Most people know the airline Ryanair. Mostly frowned at and downgraded as “discounter-airline”, it outpaced the German airline Lufthansa in 2016. The German airline carried 109,67 million passengers (incl. its subsidiaries Eurowings, Swiss and Austrian Airlines), whereas the penny pinchers from Dublin reached the number of 117 million passengers. That made them the biggest European airline. But I’d like to talk about the autumn of 2013. At its board meeting in Dublin, Ryanair had to the worst results since 2008. Among other mistakes, the management pointed out to O’Leary that the customers were being treated badly. “Have you ever purchased a ticket with us – hell!” stated a board member. Reportedly, O’Leary remained silent and announced that it’ll get better in the future. After only six months Ryanair presented their new program “Always Getting Better” in London. Out of the 70 (!) extra charges and of the regular five minutes for booking only a mere fraction of extra charges remained, family discounts were introduced, and the booking duration via app was reduced to a maximum of 90 seconds and three clicks only. Other than that it was announced that the airline would also head for major airports.
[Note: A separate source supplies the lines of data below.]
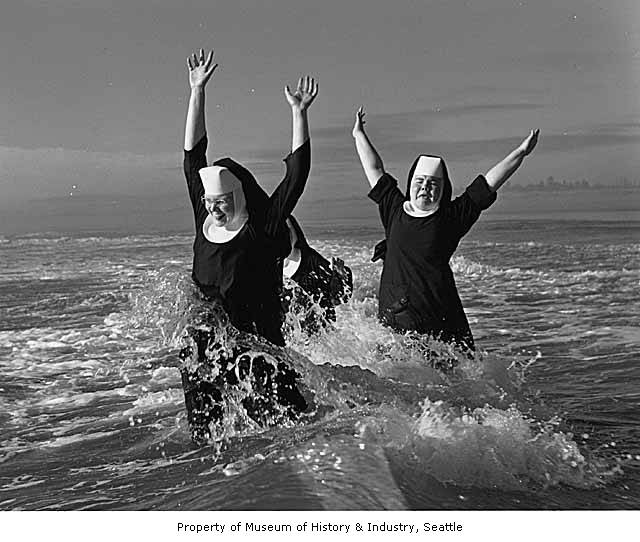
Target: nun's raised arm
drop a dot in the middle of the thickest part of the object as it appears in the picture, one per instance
(369, 157)
(499, 173)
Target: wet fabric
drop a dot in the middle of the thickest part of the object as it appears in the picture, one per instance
(417, 287)
(321, 281)
(245, 273)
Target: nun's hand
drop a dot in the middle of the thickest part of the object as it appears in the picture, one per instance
(530, 142)
(304, 95)
(358, 127)
(201, 68)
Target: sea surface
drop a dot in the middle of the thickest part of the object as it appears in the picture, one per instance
(546, 416)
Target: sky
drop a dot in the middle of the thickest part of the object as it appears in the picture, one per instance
(93, 93)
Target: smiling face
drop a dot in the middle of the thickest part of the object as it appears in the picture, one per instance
(220, 207)
(425, 192)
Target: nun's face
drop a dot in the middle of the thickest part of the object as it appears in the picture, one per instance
(425, 192)
(221, 208)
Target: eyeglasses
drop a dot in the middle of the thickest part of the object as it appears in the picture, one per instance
(219, 201)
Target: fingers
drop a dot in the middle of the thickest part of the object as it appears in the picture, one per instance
(200, 58)
(209, 60)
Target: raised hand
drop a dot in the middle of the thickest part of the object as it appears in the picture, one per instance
(530, 142)
(358, 126)
(304, 95)
(201, 68)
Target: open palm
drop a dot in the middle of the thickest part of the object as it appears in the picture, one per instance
(530, 142)
(304, 95)
(358, 125)
(201, 68)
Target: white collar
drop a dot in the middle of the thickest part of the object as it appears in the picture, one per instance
(292, 263)
(417, 213)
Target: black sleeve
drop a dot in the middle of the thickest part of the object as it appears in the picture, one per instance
(388, 197)
(466, 208)
(288, 192)
(194, 161)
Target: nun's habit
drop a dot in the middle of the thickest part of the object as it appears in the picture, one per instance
(417, 288)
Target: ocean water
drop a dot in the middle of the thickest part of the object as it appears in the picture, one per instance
(546, 416)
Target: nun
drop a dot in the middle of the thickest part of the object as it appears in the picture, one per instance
(324, 283)
(423, 227)
(239, 246)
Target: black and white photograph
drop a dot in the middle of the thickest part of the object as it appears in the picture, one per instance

“Up to that point, we would only have installed a task force and would have decided on an agenda”, says a leading Lufthansa manager.
I have no idea if Ryanair describes itself as agile. But I don’t think they have to – because their action in itself shows perfectly what I’m talking about.
Agility is about fulfilling the needs of your customers with the entire organisation; not to forget about them and to place them in the foreground – willingly and consciously. Unfortunately, I experience it a lot that the customers are very often NOT in the centre. Politics between different departments and their leads or cost centres take their place instead. Agility is about reacting flexibly to market changes. It’s also about being an active driver of technological change and digitalisation; it’s about taking risks sometimes to inspect and adapt. And about being courageous. It’s about not having detailed plans to follow in the next five years that won’t have any value after only two years, because the world is turning faster than before. That’s how innovations can be encouraged and, at best, how new markets can be formed. That’s how you can establish a culture of constructive criticism in your company, where employees feel free and are allowed to address issues. These are all core elements of agile organisations, in my opinion. It’s not the use of different agile techniques in your project management such as Scrum or Kanban, that is important. To me, it’s absolutely crucial to establish a new agile culture and to be courageous enough to get rid of old patterns.
“Culture eats strategy for breakfast” – Peter F. Drucker
Agile organisations can handle changing requirements of the market, the society and the world more flexibly. That’s why agility is no temporary fad for me, but a mindset to be (more) successful and innovative.